Türklerde İslam anlayışının oluşmasında; Allah sevgisini, Hz. Muhammed'in sünnetine bağlılığı, hoşgörüyü ve fakirlere yardımı öğütleyen tasavvuf önderleri ile dervişler etkili olmuştur. Kur'an ve sünnet esaslarından hareketle oluşturdukları dini düşünceyi, güzel ahlakı ve ibadetleri halka anlatan, insanların her türlü dini sorunlarına adil ve mantıklı çözümler üreten âlimlerin de İslam anlayışının oluşmasına katkıları olmuştur. Ayrıca hukuk, felsefe, sanat, edebiyat, mimari ve musiki gibi değişik alanlarda yaptıkları çalışmalarla birçok bilgin, Türklerin İslamiyet anlayışını, kültür ve medeniyet hayatını şekillendirmiştir.

2.1. Ebu Hanife

Ebu Hanife (Numan b. Sabit), İslam dünyasının en önemli fikir ve ilim merkezlerinden biri olan Kûfe'de M 699 yılında doğmuş ve 767 yılında Bağdat'ta vefat etmiştir. İslam hukukunu sistemleştiren temel esasları belirleyerek kendi adıyla anılan Hanefilik mezhebinin önderi olmuştur. Hanefilik, Kur'an ve Hz. Peygamberin sünnetini aklın ilkeleri doğrultusunda yorumlayan bir mezheptir.Ebu Hanife, ticaretle uğraşmış ve kazancının büyük bir bölümünü hayır işlerinde harcamıştır. Sahip olduğu bilgi birikimini insanların istifadesine sunmuş ve ısrarla kendisine teklif edilen kadılık (hâkimlik) görevini kabul etmeyerek ilmî çalışmalarına devam etmiştir. Emevilerin ve Abbasilerin yanlış siyasi icraatlarını eleştirmesinden dolayı baskılara maruz kalarak hapse atılmıştır Ebu Hanife gerek Emeviler ve gerekse Abbasiler Döneminde yapılan her türlü siyasi haksızlıklara ve zulümlere karşı çıkmıştır.

Ebu Hanife tüm yaşamını Irak'ta geçirdi.
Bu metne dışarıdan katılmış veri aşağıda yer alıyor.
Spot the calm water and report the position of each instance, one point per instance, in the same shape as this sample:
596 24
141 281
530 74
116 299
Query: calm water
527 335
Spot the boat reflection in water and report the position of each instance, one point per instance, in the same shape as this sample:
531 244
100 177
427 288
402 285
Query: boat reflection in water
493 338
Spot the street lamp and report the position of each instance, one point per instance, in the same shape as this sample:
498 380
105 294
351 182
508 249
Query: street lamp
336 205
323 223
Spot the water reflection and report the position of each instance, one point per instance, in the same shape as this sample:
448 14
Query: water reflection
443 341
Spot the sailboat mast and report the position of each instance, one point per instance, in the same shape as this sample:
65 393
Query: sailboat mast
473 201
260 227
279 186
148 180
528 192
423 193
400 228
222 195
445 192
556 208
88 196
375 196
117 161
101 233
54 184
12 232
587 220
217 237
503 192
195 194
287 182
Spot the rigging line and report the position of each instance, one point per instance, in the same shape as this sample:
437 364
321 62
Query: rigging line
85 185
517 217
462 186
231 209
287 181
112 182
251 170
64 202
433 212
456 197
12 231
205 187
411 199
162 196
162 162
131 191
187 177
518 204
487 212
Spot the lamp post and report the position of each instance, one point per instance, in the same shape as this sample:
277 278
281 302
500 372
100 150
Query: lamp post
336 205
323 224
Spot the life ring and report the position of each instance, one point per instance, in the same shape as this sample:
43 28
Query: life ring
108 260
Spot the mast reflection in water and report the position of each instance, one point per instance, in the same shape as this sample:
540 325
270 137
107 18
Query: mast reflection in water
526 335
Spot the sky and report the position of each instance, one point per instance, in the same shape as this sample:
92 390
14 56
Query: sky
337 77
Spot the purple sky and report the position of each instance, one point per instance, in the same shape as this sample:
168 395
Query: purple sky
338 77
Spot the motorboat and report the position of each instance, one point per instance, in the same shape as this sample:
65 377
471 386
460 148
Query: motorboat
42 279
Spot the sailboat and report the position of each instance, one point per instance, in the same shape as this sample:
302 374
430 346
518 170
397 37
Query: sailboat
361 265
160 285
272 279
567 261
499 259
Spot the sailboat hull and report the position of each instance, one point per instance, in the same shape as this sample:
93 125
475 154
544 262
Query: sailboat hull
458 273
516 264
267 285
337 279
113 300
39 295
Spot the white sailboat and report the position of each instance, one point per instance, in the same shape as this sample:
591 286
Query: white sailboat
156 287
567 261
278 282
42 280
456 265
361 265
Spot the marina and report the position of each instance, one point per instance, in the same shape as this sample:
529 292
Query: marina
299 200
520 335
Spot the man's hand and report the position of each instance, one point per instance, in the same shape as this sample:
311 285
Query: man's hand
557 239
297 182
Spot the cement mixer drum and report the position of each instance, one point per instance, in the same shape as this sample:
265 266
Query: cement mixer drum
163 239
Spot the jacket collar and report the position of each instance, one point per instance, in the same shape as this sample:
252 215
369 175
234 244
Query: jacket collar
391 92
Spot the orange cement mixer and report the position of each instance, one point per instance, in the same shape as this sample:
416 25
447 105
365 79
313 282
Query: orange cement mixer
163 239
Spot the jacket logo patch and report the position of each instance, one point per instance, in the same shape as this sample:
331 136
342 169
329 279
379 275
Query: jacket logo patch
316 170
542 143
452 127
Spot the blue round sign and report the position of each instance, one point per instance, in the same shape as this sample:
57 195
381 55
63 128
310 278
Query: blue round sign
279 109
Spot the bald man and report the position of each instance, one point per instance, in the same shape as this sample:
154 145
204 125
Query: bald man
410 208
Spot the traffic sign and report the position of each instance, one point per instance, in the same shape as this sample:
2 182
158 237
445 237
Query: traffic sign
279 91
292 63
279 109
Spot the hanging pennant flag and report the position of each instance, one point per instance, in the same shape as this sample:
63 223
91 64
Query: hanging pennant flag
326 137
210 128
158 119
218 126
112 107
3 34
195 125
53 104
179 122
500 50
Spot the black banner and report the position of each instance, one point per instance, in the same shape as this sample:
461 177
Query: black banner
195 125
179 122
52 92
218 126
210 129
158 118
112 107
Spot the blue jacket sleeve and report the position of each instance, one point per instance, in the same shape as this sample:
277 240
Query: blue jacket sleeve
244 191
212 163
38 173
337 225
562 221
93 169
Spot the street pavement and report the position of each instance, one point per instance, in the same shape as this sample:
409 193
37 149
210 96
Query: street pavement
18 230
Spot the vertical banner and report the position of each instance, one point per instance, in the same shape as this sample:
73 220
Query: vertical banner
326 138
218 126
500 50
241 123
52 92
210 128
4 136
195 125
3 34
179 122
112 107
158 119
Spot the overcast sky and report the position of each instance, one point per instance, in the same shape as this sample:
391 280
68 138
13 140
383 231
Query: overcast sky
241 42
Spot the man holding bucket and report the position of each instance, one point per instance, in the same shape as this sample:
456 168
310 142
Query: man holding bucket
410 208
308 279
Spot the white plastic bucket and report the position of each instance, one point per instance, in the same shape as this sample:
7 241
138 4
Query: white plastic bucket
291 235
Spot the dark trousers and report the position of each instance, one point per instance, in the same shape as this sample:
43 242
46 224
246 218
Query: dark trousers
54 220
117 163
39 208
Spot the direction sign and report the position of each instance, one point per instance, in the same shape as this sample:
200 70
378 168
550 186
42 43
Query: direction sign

Ebu Hanife'nin üstün zekâsı, Kur'an ve sünneti iyi bilmesi, farklı kimliklerin birbiriyle çatışmadan beraberce yaşaması gerektiğine olan inancı ve yeni Müslüman olmuş insanların problemlerine uygun yorumlar geliştiren kabiliyetiyle temel çerçevesini belirlediği Hanefîlik, başta Türkler olmak üzere Arap olmayan halklar arasında daha fazla rağbet görmüştür.Ebu Hanife’nin görüşleri;Türkiye,Pakistan ,Afganistan ,Çin ,Orta asya ve Balkanlar’da yaygındır.

2.2. Maturidi

Türk kökenli bir aileye mensup olan İmam Maturidi, 852 yılında Semerkant şehrinde doğmuş ve M 944'de aynı yerde vefat etmiştir. Maturidi'nin yetiştiği Semerkant, Ebu Hanife'nin görüşlerinin yaygın olduğu bir ilim merkeziydi. Maturidi, genç yaşta ilim tahsil ettiği medresenin başına geçmiştir. İlmi geleneğini takip ettiği Ebu Hanife gibi resmî bîr görev almamış ve siyasi iktidarların yanlış uygulamalarına karşı çıkmıştır.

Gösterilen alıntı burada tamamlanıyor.